Problem with .hdr/.pic format

Question

So, everything was clear from the specification point of view, but when I moved to reading through some of the original implementations and reimplementations, I ran into this:

f = ldexp(1.0,rgbe[3]-(int)(128+8));

This piece calculates the signed exponent (<128 are, by specification, defined to be negative) and applies it to 2.0f. Why does he add 8 after the fact? And why doesn't he just write 136? That's biasing the encoded exponent information in favor of the smaller values, right? But why? All the values I load with this seem to be in a really cramped floating point space [I'm not even sure anything uses the space above 1.0f]. I understand the ratios remain consistent, but I kind of prefer to rely on original measured radiances.

http://www.graphics.cornell.edu/~bjw/rgbe.html — The code here states that is the standard way to decode "real pixels", which has no basis in the specification and no rationale offered.

Answer 1

ldexp is a function which takes two arguments, the significand and the exponent. And it multiplies the significand by 2 taken to the power of exp. If we take the significand to be 1.0 (as in your case), it reduces down to 2^x, essentially.

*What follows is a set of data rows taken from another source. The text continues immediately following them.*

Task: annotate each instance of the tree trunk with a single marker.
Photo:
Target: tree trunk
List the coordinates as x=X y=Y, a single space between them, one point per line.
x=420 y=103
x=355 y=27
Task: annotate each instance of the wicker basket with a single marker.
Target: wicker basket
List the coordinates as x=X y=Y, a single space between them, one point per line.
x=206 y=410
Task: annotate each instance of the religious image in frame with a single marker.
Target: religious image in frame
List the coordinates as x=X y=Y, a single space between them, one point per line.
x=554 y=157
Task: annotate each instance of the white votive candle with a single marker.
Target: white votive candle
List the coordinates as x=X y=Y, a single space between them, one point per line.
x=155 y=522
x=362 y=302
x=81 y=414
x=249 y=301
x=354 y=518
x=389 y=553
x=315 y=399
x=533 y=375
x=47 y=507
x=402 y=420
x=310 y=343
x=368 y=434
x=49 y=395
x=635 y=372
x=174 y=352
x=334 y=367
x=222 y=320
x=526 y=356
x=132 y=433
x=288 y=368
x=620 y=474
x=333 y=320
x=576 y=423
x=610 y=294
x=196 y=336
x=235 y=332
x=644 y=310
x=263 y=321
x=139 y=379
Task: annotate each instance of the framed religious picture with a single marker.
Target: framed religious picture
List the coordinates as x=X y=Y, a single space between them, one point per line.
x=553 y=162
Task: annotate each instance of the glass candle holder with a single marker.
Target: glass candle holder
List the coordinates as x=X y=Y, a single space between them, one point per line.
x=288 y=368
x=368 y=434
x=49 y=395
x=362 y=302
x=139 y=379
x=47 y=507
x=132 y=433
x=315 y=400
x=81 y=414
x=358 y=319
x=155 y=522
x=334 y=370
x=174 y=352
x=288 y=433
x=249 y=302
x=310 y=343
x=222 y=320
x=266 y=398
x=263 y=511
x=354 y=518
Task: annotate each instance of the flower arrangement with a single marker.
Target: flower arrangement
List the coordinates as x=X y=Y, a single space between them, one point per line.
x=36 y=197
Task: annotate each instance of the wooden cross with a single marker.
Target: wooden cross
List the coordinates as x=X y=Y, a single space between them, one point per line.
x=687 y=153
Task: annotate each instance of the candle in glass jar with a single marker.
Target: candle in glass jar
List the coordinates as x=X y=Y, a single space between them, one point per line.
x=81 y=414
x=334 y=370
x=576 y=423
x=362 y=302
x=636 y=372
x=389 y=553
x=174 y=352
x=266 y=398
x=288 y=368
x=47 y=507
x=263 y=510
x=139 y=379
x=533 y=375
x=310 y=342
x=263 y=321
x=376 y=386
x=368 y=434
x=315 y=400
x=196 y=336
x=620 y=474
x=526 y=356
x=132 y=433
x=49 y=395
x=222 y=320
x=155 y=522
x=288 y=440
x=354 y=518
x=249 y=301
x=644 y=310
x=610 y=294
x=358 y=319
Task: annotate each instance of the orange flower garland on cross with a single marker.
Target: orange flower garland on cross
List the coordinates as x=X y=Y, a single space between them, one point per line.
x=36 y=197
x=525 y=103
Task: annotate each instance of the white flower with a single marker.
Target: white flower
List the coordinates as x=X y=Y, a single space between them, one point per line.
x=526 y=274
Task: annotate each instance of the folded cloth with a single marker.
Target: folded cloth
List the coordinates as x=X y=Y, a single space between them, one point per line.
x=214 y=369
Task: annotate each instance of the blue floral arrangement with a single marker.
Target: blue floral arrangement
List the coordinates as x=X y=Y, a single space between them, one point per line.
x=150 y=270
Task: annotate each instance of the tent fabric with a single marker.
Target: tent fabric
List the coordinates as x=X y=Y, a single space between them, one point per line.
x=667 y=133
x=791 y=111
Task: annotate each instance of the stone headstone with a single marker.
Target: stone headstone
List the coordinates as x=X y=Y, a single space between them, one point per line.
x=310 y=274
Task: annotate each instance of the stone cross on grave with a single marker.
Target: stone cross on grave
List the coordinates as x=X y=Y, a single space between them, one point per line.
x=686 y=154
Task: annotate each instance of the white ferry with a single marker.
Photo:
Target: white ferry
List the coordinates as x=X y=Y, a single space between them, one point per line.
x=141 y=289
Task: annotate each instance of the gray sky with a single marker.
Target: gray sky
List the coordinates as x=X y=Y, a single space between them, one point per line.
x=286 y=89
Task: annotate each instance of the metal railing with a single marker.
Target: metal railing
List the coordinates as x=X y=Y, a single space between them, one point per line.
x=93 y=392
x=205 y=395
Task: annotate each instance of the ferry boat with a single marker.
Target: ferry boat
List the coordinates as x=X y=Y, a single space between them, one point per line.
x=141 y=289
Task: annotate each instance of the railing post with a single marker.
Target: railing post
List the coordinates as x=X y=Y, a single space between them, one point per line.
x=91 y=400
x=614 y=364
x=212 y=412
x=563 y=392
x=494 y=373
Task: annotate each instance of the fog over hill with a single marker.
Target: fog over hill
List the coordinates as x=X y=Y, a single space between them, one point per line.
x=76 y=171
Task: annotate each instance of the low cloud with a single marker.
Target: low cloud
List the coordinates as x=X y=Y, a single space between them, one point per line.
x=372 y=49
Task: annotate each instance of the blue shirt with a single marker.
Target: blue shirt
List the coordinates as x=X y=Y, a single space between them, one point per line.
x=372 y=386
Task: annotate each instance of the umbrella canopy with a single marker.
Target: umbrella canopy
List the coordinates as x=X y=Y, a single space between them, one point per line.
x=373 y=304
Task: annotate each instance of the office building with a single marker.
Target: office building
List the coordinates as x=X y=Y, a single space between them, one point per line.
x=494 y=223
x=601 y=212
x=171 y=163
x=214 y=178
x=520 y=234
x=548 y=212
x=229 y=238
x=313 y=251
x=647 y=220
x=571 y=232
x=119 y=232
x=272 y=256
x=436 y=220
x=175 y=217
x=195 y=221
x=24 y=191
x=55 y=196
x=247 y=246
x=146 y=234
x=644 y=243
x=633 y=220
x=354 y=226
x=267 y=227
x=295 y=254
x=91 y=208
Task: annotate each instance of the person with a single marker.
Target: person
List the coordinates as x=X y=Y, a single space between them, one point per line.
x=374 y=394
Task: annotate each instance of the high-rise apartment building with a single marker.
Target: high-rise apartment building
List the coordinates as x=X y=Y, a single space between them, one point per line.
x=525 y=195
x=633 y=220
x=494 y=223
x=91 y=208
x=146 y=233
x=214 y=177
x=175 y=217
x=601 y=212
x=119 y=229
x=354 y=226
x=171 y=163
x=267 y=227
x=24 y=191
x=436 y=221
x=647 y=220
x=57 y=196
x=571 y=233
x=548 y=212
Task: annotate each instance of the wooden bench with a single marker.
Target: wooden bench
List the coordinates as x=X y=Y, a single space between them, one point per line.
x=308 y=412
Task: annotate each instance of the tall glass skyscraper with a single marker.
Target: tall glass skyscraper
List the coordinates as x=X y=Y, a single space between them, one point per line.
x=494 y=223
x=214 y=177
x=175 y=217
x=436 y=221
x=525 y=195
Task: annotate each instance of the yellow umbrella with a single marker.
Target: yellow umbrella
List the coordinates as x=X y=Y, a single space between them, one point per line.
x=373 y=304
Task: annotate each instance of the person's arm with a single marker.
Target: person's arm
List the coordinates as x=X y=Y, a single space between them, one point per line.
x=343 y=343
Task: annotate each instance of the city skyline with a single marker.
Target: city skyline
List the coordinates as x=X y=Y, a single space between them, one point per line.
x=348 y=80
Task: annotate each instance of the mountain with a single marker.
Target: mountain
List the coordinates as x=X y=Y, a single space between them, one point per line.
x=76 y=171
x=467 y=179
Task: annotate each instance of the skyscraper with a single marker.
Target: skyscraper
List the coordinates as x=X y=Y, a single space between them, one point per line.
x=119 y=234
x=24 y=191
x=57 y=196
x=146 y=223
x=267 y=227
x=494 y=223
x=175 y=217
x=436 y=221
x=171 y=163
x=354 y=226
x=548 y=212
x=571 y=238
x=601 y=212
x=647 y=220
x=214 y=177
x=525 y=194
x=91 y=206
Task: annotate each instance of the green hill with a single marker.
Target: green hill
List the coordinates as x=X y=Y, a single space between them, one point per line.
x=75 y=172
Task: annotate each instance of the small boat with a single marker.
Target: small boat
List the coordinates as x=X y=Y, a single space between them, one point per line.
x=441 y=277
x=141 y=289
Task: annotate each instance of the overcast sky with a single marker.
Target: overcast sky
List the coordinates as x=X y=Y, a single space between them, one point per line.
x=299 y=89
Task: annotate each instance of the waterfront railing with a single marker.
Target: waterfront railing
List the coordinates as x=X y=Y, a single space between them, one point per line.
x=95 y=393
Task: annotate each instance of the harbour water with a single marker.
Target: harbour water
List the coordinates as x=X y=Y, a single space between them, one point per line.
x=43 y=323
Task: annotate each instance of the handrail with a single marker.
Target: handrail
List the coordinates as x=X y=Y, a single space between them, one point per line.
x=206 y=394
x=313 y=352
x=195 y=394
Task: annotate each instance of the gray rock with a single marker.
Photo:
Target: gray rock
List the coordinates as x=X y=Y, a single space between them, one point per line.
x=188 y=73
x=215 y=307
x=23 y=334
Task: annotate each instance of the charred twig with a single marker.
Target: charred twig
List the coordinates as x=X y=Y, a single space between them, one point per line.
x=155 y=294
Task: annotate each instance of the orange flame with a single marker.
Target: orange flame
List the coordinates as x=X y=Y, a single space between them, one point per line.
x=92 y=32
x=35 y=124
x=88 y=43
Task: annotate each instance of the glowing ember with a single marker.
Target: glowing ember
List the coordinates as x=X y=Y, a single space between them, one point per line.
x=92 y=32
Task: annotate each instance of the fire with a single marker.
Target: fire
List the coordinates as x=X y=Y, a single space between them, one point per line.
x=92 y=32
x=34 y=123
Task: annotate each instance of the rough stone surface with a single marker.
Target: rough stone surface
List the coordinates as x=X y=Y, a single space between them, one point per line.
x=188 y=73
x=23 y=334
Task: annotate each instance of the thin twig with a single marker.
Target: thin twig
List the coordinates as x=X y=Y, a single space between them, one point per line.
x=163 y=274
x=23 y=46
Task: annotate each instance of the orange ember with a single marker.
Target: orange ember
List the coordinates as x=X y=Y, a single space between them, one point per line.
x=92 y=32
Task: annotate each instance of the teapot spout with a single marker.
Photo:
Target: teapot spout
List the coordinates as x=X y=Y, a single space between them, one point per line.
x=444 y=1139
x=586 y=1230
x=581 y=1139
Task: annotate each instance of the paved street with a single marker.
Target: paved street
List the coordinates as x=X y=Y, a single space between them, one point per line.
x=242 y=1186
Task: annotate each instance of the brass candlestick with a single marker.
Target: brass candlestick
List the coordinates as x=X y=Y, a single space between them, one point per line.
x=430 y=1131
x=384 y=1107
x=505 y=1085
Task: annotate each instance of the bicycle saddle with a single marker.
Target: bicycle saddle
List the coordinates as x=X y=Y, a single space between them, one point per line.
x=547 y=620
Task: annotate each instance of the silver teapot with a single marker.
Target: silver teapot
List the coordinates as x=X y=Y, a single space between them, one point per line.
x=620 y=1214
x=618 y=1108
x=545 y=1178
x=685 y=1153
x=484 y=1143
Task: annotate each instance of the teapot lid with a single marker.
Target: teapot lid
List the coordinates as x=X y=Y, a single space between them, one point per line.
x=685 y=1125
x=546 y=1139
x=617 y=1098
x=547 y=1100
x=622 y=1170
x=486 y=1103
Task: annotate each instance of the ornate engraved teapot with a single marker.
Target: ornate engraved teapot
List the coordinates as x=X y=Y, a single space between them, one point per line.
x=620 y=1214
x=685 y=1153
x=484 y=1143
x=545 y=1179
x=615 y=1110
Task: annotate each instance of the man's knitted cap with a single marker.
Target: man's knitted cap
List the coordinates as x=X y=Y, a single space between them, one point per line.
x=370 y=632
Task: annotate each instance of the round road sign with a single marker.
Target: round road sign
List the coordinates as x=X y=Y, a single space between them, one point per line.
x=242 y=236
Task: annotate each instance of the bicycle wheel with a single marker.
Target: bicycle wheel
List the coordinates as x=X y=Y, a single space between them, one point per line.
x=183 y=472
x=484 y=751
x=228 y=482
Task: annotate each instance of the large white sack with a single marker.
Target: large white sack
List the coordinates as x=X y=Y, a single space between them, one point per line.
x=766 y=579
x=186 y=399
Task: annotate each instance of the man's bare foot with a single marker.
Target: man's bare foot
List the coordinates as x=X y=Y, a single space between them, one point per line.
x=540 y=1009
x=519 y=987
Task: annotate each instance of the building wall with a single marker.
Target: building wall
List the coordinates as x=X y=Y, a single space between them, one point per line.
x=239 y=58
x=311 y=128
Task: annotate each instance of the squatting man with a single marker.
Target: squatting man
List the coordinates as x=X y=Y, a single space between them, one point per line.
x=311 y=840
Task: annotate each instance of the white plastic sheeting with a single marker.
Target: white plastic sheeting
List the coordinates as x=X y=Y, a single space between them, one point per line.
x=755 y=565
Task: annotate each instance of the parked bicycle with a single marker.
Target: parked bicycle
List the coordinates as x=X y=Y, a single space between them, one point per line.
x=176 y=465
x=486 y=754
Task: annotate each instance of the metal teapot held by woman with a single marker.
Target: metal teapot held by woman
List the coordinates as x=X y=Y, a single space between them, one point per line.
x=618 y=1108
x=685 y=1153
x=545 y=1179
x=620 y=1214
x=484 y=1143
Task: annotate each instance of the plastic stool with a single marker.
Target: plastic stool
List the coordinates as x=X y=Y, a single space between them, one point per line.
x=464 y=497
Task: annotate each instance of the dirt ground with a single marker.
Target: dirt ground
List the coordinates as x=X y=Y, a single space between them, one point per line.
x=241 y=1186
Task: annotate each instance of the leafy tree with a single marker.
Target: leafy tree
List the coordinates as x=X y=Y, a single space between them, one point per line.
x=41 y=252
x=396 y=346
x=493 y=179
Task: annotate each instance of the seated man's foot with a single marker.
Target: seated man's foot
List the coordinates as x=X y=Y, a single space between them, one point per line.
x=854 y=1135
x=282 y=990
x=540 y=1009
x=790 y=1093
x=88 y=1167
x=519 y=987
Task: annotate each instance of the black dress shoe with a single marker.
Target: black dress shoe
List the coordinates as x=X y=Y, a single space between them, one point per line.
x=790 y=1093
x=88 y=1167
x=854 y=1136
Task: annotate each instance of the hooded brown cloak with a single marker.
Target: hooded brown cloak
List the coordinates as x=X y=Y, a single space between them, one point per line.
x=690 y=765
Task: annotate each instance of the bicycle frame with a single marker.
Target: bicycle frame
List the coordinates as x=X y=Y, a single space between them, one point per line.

RGBE format encodes the exponent in such a way that values less than 128 are considered negative, easily expressed as e-128. When you decode the exponent, you need to restore the significand to its [0,1) range (the largest primary will be normalized to [0.5, 1.0) while others... Well.). To do that, you'd have to divide each of the channels by 256 (the number of values represented by a byte). And then multiply by 2^exp to get the final value.

Notice that 256 is 2^8. Also notice that in your example that the author seemingly doesn't do the 256 divide at all. Why is that? He shoved the divide into the ldexp. How?

f = ldexp(1.0,rgbe[3]-(int)(128+8));

rgbe[3] is the encoded exp.

So, let's express the exponent in a different way:

encodedExp - 128 - 8 (remember that exp = encodedExp - 128)

exp - 8

Now, apply the exponent to the base 2:

2^(exp - 8) = 2^exp * 2^-8 = 2^exp / 2^8 = 2^exp / 256

There it is! So, the author premultiplied the 2^exp calculation with 1/256.